Similarly, as we have seen already, it is a mistake to think that we are conscious of any of our beliefs, desires, hopes or fears. I can say to myself ‘I’m terrified of water’ or I can have visions of myself struggling desperately as a rip-tide pulls me out to sea. But it is words and images that are the objects of consciousness – not the ‘abstract’ belief. Just in case you doubt this viewpoint, reflect on what beliefs you are conscious of right now. How many are there, exactly? Can you feel when one belief leaves your consciousness or a fresh belief ‘comes into mind’? I suspect not.11

Now we can tie together our three proposals into a fourth principle. I have proposed that an individual conscious thought is the process of the creation of a meaningful organization of sensory input. So what is the stream of consciousness? Nothing more than a succession of thoughts, an irregular cycle of experiences which are the results of sequential organization of different aspects of sensory input – the shifting contents of the right-hand box in Figure 29. This fits with the Penfield/Merker story about the brain: sub-cortical structures deep in the brain form a ‘crucible’ onto which the resources of the whole cortex can be focused to impose meaning on fragments of sensory information – but only one pattern can be placed in the crucible at a time.

Note, in particular, that the cycle of thought is sequential: we lock onto and impose meaning on one set of information at a time.
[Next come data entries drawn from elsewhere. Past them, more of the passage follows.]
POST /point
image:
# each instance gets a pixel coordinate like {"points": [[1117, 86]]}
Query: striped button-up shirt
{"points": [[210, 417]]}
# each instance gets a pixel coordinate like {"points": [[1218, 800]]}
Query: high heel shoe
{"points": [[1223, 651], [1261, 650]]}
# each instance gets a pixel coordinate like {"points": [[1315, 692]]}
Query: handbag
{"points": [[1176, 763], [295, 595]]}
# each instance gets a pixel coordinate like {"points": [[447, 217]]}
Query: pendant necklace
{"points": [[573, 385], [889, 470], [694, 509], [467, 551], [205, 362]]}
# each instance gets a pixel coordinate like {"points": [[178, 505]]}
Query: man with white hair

Now of course your brain can control your breathing, heart-rate and balance independent of the cycle of thought – to some extent at least (we don’t topple over when particularly engrossed in a problem). But the brain’s activities beyond the sequential cycle of thought are, we shall see, surprisingly limited – we can manage, roughly speaking, just one thought at a time.
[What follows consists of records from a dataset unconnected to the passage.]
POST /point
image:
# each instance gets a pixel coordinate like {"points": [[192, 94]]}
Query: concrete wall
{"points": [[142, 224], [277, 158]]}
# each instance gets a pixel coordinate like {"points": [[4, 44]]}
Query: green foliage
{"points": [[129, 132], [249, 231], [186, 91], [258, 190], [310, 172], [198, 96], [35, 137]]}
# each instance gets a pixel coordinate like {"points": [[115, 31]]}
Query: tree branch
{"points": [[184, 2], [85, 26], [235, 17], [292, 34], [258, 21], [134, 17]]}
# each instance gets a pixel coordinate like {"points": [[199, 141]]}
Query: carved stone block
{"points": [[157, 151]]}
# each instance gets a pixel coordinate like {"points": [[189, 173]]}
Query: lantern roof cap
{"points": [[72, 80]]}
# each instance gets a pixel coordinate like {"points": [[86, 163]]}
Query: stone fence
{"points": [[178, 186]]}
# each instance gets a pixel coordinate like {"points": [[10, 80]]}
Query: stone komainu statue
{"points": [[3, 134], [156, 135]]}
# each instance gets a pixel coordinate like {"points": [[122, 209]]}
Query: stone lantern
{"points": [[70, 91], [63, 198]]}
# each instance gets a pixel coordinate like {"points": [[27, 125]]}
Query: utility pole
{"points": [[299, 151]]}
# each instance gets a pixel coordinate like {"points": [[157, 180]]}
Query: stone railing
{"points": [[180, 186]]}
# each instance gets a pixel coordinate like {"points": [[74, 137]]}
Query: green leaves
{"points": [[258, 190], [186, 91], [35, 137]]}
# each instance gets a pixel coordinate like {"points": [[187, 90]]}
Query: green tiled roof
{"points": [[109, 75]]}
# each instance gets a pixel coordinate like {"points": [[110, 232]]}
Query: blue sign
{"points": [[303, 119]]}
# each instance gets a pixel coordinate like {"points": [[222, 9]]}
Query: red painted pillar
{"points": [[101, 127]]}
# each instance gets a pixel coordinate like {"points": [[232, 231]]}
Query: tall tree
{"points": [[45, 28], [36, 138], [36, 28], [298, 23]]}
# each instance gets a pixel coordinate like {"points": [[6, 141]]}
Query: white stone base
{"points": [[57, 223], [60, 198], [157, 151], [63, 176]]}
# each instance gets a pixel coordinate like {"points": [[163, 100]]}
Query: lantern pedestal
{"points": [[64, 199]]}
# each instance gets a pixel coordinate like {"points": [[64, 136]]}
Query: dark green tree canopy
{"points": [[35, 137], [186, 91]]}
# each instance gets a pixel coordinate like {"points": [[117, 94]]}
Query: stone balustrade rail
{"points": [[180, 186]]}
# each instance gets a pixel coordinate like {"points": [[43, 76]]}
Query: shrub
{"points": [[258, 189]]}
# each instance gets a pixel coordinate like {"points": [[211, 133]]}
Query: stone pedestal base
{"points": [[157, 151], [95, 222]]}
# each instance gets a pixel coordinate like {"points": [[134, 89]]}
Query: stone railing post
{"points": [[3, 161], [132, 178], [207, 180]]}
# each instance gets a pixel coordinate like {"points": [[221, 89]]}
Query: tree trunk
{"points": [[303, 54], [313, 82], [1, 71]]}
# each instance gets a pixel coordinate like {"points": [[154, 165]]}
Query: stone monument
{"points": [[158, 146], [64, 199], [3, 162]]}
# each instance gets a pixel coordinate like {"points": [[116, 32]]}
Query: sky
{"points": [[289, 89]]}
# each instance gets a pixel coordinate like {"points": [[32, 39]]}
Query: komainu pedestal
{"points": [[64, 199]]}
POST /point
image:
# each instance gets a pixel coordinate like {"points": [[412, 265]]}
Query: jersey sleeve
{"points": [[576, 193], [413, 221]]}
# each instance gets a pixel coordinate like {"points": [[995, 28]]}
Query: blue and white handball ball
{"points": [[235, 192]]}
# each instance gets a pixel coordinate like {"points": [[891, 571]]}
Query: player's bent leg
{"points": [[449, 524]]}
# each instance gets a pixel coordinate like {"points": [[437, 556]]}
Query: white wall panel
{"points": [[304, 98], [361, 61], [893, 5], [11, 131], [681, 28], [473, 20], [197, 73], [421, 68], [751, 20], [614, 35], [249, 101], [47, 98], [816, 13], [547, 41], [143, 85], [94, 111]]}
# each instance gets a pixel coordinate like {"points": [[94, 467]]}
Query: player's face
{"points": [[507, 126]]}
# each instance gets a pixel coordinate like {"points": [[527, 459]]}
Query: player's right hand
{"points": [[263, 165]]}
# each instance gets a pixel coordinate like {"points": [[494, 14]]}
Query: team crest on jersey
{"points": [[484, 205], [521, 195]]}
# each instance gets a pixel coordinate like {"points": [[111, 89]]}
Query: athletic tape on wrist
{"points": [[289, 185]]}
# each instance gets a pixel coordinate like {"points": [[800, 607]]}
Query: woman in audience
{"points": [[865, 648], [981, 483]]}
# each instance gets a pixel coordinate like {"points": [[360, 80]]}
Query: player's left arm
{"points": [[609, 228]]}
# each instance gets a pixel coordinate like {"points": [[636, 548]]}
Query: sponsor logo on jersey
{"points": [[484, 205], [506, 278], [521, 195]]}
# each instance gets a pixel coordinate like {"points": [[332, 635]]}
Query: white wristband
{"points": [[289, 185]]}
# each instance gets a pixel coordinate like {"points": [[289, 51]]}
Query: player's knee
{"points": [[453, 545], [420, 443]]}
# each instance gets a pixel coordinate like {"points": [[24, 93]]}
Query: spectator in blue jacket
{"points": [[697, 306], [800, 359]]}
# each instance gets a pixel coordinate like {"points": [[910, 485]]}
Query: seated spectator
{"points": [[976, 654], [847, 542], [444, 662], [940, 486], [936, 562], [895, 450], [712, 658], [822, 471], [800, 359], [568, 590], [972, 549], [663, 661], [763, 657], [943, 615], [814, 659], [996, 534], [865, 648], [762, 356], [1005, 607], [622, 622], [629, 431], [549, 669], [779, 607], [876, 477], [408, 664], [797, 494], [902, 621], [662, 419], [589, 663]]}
From this point of view, many of the strange phenomena we saw in Part One fall into place:

We are, in short, relentless improvisers, powered by a mental engine which is perpetually creating meaning from sensory input, step by step. Yet we are only ever aware of the meaning created; the process by which it arises is hidden. Our step-by-step improvisation is so fluent that we have the illusion that the ‘answers’ to whatever ‘questions’ we ask ourselves were ‘inside our minds all along’. But, in reality, when we decide what to say, what to choose, or how to act, we are, quite literally, making up our minds, one thought at a time.